A collapse is developing in Chinese markets following the continued tightening of regulations on large technology companies. The Hang Seng index has lost all its gains from November last year, losing more than 10% in three days. But investors still see these fluctuations as a local story while US indices update all-time highs on Monday. European indices and US index futures are slightly down today.
However, investors in much of the world should not ignore this decline. All too often, the initial problems in China have set off a chain reaction in world markets. This applies both to the US-China trade disputes and the coronavirus recession, which developed markets ignored for more than a month before the violent sell-off of February 2020 began.
Notably, the increased volatility in the Chinese market has removed one of the last obstacles to declaring a bullish recovery in the dollar and traction in defensive assets in equity markets. The USDCNH pair crossed the 200-day moving average today.
In our view, the bullish trend in US equities is mainly due to inactivity, with investors selling off the Chinese market and buying the US market. But history has taught us reliably in recent years that globalisation has caused markets to shift very quickly into a sell-off mode with sustained pressure on a single major market.
Investors should pay attention not only to falling Chinese equities but also to the general pull into defensive assets in the form of falling developed country government bond yields. And all this despite the expectation that the Fed will discuss a tapering of stimulus, which in normal times would put pressure on bonds and increase their yields.
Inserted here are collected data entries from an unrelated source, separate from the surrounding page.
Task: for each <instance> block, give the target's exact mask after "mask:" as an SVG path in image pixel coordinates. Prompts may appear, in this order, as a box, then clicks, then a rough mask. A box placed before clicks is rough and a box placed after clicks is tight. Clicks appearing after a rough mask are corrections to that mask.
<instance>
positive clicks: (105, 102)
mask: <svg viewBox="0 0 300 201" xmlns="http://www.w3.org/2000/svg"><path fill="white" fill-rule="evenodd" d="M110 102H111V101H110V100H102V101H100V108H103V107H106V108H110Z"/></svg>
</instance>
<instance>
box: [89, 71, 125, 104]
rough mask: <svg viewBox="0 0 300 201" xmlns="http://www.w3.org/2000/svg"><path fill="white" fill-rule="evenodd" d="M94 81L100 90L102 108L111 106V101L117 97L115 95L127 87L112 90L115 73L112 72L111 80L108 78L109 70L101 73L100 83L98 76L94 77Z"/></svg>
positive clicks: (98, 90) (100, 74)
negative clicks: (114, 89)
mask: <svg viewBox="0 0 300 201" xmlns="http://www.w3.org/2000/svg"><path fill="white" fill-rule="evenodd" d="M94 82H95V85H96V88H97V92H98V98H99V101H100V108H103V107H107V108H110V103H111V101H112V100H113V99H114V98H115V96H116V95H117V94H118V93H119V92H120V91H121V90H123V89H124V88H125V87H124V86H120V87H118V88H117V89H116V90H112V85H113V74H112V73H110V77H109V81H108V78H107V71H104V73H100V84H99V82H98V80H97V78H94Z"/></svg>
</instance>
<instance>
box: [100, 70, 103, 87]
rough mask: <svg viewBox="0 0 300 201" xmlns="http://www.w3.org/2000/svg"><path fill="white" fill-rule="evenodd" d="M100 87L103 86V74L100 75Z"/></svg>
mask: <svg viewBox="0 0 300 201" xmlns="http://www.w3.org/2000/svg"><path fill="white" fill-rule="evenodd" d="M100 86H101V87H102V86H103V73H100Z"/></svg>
This correlation cannot be ignored by the Fed, whose monetary policy meeting is due later this week. The wide eyes of the American central bank on hidden market trends could radically strengthen and expand the pulling into protective assets in the form of a sell-off in equities and a further appreciation of the dollar.
There are increasing signs that the dollar is clearing its way upwards, proving its status as a haven currency in times of financial market turbulence. The Fed can mitigate this turbulence or give reasons to intensify it in case there are hints that stimulus is about to be withdrawn.